Reputation: 5166

Adavantages of HashSet over ArrayList and vice versa

I have a doubt regarding data structures in Java. While solving a typical hashing problem in Java, I was using the HashSet data structure, which worked fine until there were duplicate objects (object contents). Since HashSet does not support insert of duplicates, my logic was failing.

I replaced the hashset with the typical Arraylist since the methods of hashset such as .add(), .contains(), .remove() are supported in both, and my logic worked perfectly then.

But does this necessarily mean ArrayList is the logical choice over Hashset when duplicates are involved? There should be some time complexity advantages of Hashset over ArrayList right? Can someone please provide me some insight regarding this?

EDIT: What would be the ideal data structure when you want to do hashing when duplicates are involved. I mean when the duplicates should not be ignored and should be inserted.

Upvotes: 1

Answers (4)

Mshnik

Reputation: 7032

If you specifically need a HashSet that handles duplicates, a HashMap will be able to do the job. If you just need a count of the number of objects added (with quick lookup/etc), a HashMap<T,Integer> will be ideal, where T is the type of your object. If you actually need to keep references to the duplicate objects you've added, go with HashMap<T, List<T>>. That way you can look up by using HashMap's .containsKey(T t), and iterate through all of the similarly hashing objects in the resulting list. So for example, you could create this class:

public class HashSetWithDuplicates<T> {

    private HashMap<T, List<T>> entries;
    private int size;

    public HashSetWithDuplicates(){
        entries = new HashMap<>();
        size = 0;
    }

    public HashSetWithDuplicates(Collection<? extends T> col){
        this();
        for(T t : col){
            add(t);
        }
    }

    public boolean contains(T t){
        return entries.containsKey(t);
    }

    public List<T> get(T t){
        return entries.get(t);
    }

    public void add(T t){
        if (!contains(t)) entries.put(t, new ArrayList<>());

        entries.get(t).add(t);
        size++;
    }

    public void remove(T t){
        if (!contains(t)) return;
        entries.get(t).remove(t);
        if(entries.get(t).isEmpty()) entries.remove(t);
        size--;
    }

    public int size(){
        return size;
    }

    public boolean isEmpty(){
        return size() == 0;
    }
}

Add functionality to your needs.

Upvotes: 0

gdejohn

Reputation: 7579

It's not clear what you mean by a "hashing problem," but maybe you're looking for a multiset.
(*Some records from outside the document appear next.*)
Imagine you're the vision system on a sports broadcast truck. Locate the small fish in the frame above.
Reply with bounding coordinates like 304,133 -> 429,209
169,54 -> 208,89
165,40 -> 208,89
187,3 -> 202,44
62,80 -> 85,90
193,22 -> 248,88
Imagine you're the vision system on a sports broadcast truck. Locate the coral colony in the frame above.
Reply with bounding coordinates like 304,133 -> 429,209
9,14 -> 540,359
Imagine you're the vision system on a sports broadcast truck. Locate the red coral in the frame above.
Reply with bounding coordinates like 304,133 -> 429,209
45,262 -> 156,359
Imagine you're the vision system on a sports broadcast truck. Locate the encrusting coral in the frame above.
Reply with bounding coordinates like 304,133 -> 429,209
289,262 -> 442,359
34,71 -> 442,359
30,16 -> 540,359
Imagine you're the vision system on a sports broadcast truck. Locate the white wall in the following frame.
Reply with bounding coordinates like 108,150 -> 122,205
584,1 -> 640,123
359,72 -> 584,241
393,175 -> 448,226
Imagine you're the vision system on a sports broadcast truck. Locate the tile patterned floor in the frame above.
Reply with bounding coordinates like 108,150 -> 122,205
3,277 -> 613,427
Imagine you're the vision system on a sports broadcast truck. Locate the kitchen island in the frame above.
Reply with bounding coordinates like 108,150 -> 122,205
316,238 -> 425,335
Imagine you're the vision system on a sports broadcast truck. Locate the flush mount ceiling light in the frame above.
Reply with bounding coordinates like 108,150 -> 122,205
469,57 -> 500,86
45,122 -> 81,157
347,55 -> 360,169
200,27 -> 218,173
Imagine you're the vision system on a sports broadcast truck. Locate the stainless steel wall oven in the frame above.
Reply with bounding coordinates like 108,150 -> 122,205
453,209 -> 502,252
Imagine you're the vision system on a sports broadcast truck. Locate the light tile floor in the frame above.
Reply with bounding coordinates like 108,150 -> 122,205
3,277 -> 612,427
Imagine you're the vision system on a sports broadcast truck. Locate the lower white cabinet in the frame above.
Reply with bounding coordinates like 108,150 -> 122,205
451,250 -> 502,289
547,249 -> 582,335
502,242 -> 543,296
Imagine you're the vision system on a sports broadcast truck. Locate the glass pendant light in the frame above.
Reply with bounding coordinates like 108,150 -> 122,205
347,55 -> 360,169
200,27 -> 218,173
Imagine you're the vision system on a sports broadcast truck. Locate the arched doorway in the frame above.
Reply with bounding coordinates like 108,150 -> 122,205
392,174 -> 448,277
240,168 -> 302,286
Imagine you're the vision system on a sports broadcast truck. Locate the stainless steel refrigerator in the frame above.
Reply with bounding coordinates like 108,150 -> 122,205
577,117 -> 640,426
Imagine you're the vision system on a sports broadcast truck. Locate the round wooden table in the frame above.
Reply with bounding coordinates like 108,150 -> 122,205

From the Guava docs:

A collection that supports order-independent equality, like Set, but may have duplicate elements. A multiset is also sometimes called a bag.

Elements of a multiset that are equal to one another are referred to as occurrences of the same single element. The total number of occurrences of an element in a multiset is called the count of that element (the terms "frequency" and "multiplicity" are equivalent, but not used in this API).

No such thing exists in the JDK.

Upvotes: 4